Vu de France et d'Occident en général, le monde arabe apparait
souvent bien compliqué et irrationnel tant dans son fonctionnement
que dans l'enchainement et le rythme temporel des évènements.
Visions Arabes a pour but principal d'apporter
un éclairage original prioritairement
à travers des analyses et opinions de spécialistes issus
du monde arabe lui-même.
Comme, le plus souvent, celles-ci sont issus de la presse ou de la blogosphère
arabe,
il est nécessaire d'en saisir les subtilités grâce
à une maitrise absolue de la langue arabe. Leurs auteurs peuvent
vivre sur place ou être "exilés" en Occident ou
même ailleurs.
Voilà pourquoi Visions Arabes propose
de développer une interactivité entre la connaissance de
la langue et des opinions averties venues le plus souvent d'Orient.
Dans
cet article de Nahid Hattar paru le 11 juillet 2014 sur le site
du quotidien libanais al-Akhbar sous le titre " Le Hezbollah
vers l'Irak aussi ? ", le chroniqueur expose ce
qu'il pense être les quatre phases de l'évolution
du Hezbollah qui serait passé de parti religieux en parti
laïque.
L'extrait que nous traduisons ci-après porte sur ces quatre
phases ; l'article original, rédigé en arabe
(voir
le PDF ci-après, http://www.al-akhbar.com/node/210425 ),
fait le lien entre cette évolution du Hezbollah
et l'hypothèse de son intervention future en Irak contre
le califat sunnite de l'EIIL (État islamique de l'Irak
et
du Levant).
Le
Hezbollah du Liban est passé par quatre phases :
Au
départ, c'est un parti religieux qui résiste certes
[à Israël], mais c'est surtout un parti qui est
atteint de tous les symptômes pathologiques de tout parti
religieux : Fanatique, hostile aux forces de la société
civile et plombé par le péché originel
de tout mouvement islamique politisé, à savoir
la volonté d'imposer à la société
son propre modèle juridique et culturel islamique. À
cette époque, le Hezbollah voyait le monde divisé
en deux camps religieux, à tel point qu'il soutint les
efforts des Bosniaques rétrogrades désireux de
se séparer de la Yougoslavie anti-impérialiste
pour la simple raison que ces Bosniaques étaient musulmans
!
Lors
de la deuxième phase (qui s'est cristallisé dans
les années 90 du siècle dernier), le Hezbollah
est devenu, e premier lieu, un mouvement de résistance
visant à libérer les territoires libanais de l'occupation
israélienne ; ainsi, tout en conservant ses motivations
religieuses, il est passé - dans les faits - du champ
de la Chari`a à celui de la Résistance.
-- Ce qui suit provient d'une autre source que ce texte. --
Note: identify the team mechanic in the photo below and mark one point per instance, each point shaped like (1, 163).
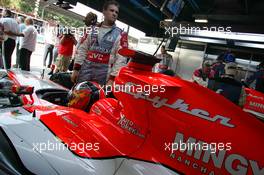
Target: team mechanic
(97, 56)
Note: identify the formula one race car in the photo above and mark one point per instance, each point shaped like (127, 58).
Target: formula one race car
(156, 125)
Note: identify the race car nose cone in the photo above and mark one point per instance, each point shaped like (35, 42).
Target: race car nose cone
(139, 57)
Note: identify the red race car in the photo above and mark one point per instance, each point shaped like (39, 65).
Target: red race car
(155, 125)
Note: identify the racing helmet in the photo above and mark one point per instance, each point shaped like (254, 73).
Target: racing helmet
(83, 95)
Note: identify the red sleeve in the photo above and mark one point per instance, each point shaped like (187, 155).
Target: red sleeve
(197, 73)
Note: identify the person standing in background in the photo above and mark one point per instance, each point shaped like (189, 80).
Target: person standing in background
(28, 44)
(49, 45)
(21, 27)
(10, 29)
(98, 59)
(258, 76)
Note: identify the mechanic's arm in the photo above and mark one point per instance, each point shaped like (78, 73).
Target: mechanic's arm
(14, 34)
(81, 54)
(116, 59)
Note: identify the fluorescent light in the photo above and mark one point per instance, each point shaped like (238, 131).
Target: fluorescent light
(205, 40)
(252, 45)
(201, 20)
(168, 20)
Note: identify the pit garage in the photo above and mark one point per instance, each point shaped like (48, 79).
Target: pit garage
(155, 87)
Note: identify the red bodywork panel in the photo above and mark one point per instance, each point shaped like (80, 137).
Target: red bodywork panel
(145, 126)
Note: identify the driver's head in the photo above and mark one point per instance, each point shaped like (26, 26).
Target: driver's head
(206, 67)
(83, 95)
(110, 11)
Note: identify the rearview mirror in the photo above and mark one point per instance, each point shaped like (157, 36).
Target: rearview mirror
(19, 90)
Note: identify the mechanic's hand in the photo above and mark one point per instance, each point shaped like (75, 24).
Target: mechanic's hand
(74, 76)
(110, 83)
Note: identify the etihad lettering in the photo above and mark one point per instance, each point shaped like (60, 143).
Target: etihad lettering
(255, 104)
(180, 105)
(233, 163)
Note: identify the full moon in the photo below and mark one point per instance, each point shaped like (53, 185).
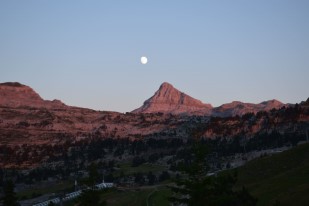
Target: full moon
(144, 60)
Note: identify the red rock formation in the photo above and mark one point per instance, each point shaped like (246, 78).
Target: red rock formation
(170, 100)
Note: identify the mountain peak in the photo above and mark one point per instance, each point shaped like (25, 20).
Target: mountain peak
(15, 94)
(170, 100)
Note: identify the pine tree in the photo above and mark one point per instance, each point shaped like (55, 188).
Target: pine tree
(9, 198)
(198, 189)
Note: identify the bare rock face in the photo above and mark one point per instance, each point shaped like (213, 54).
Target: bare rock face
(170, 100)
(239, 108)
(14, 94)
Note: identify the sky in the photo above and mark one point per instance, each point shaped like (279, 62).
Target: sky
(87, 53)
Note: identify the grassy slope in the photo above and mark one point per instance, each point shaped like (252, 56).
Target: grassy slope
(283, 177)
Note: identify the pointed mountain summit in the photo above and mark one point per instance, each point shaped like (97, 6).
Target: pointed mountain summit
(15, 94)
(170, 100)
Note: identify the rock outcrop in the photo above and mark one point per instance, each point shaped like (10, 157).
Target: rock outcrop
(170, 100)
(14, 94)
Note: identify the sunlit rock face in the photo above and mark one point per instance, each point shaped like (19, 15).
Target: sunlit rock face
(170, 100)
(14, 94)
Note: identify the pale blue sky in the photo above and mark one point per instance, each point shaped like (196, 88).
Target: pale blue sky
(87, 53)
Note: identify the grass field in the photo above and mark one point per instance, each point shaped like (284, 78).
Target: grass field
(282, 177)
(127, 169)
(48, 188)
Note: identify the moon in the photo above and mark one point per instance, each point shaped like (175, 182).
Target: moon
(144, 60)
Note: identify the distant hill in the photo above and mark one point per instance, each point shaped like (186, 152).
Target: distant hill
(282, 177)
(170, 100)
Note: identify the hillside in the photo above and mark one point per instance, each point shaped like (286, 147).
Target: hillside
(282, 177)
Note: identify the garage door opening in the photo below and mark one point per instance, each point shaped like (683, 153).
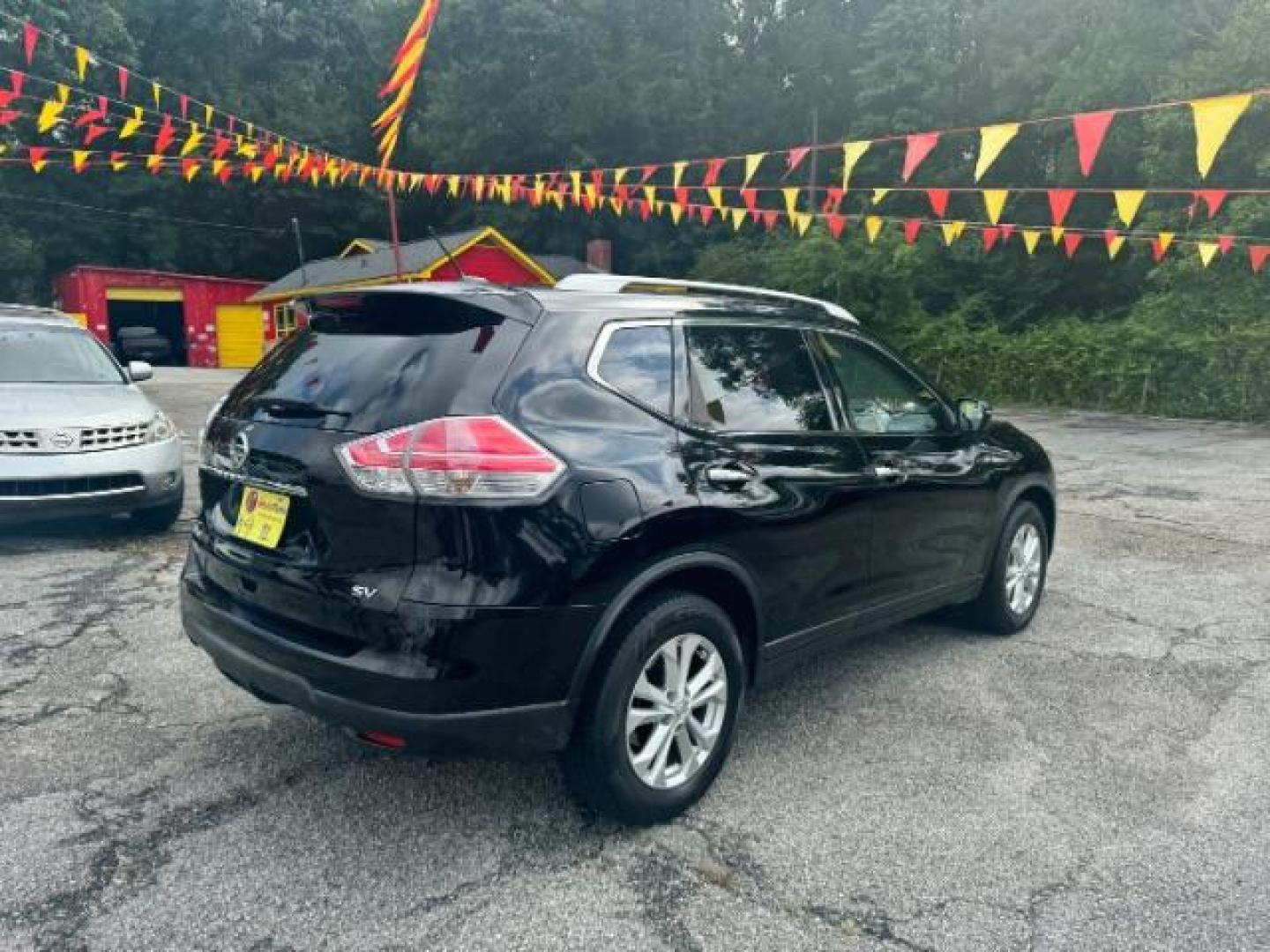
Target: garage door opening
(147, 331)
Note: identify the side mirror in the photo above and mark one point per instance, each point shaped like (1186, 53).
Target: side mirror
(975, 415)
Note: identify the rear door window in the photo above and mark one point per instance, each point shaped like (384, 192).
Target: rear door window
(755, 380)
(377, 365)
(639, 362)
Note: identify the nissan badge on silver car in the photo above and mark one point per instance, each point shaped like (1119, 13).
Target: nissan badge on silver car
(77, 435)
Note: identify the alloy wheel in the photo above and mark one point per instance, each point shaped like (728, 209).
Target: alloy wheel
(676, 712)
(1024, 569)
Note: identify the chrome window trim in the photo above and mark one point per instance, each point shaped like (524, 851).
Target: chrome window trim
(267, 485)
(601, 346)
(856, 340)
(803, 331)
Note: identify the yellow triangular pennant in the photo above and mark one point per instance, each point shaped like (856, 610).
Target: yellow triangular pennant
(791, 196)
(195, 140)
(952, 230)
(995, 201)
(1214, 118)
(1127, 205)
(752, 163)
(852, 153)
(992, 141)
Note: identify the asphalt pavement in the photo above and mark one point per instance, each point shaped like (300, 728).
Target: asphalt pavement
(1096, 784)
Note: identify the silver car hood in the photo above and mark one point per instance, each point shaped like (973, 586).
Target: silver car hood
(54, 405)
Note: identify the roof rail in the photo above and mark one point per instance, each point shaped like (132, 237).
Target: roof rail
(631, 285)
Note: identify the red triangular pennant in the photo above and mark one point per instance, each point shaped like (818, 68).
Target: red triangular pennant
(1214, 198)
(918, 147)
(1091, 130)
(1061, 204)
(29, 38)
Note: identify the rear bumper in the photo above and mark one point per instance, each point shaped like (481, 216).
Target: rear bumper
(155, 469)
(441, 697)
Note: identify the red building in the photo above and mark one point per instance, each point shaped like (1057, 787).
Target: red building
(208, 320)
(228, 323)
(479, 253)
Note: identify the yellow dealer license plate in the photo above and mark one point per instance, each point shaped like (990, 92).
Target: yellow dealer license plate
(262, 517)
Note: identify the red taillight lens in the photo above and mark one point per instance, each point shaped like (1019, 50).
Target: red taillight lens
(456, 457)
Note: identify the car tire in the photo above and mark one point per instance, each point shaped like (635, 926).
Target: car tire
(1020, 568)
(161, 518)
(600, 766)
Et, malgré
toutes les réserves que l'on peut avoir sur l'entente
du Hezbollah, à cette époque, avec le projet néolibéral
de Hariri, l'on retiendra surtout de cette deuxième phase
que le Hezbollah y adopta la parole laïque du Christ :
" Rends à César ce qui est à César,
et à Dieu ce qui est à Dieu ".
Dans
la troisième phase, qui commence en 2006, avec la victoire
du Hezbollah sur la machine de guerre israélienne, celui-ci
est devenu une force de dissuasion nationale et arabe ; il garda
certes son nom de Hezbollah, mais il se transforma dans les
faits en un parti de l'indépendance libanaise, un parti
qui défend la terre, la souveraineté et les richesses
nationales, qui interdit l'agression [israélienne] et
permet le progrès.
Cette victoire de 2006 couronna l'évolution politique
du Hezbollah vers la laïcité nationale, exprimée
par le document d'entente signé avec le Courant Patriotique
Libre [qui est la principale force politique chrétienne
au Liban, dirigée par le Général Michel
Aoun]. Car, quand un parti religieux renonce, dans sa stratégie,
à appliquer la Chari`a sur l'État, ce parti a
fini d'évoluer de [l'étroit] champ religieux vers
le [large] champ national.
Enfin,
dans la quatrième phase, et par sa glorieuse participation
à la défense du régime patriotique et laïque
syrien, le Hezbollah est passé du statut de force nationale
libanaise à celui de force régionale, plus précisément
une force du Machrek. Et, dans le creuset du combat qu'il mène
en Syrie, le Hezbollah a affiné ses outils d'analyse
politique : S'il continue à voir le monde divisé
en deux camps, ces deux camps ne sont plus distingués
par la religion mais par l'opposition à l'impérialisme.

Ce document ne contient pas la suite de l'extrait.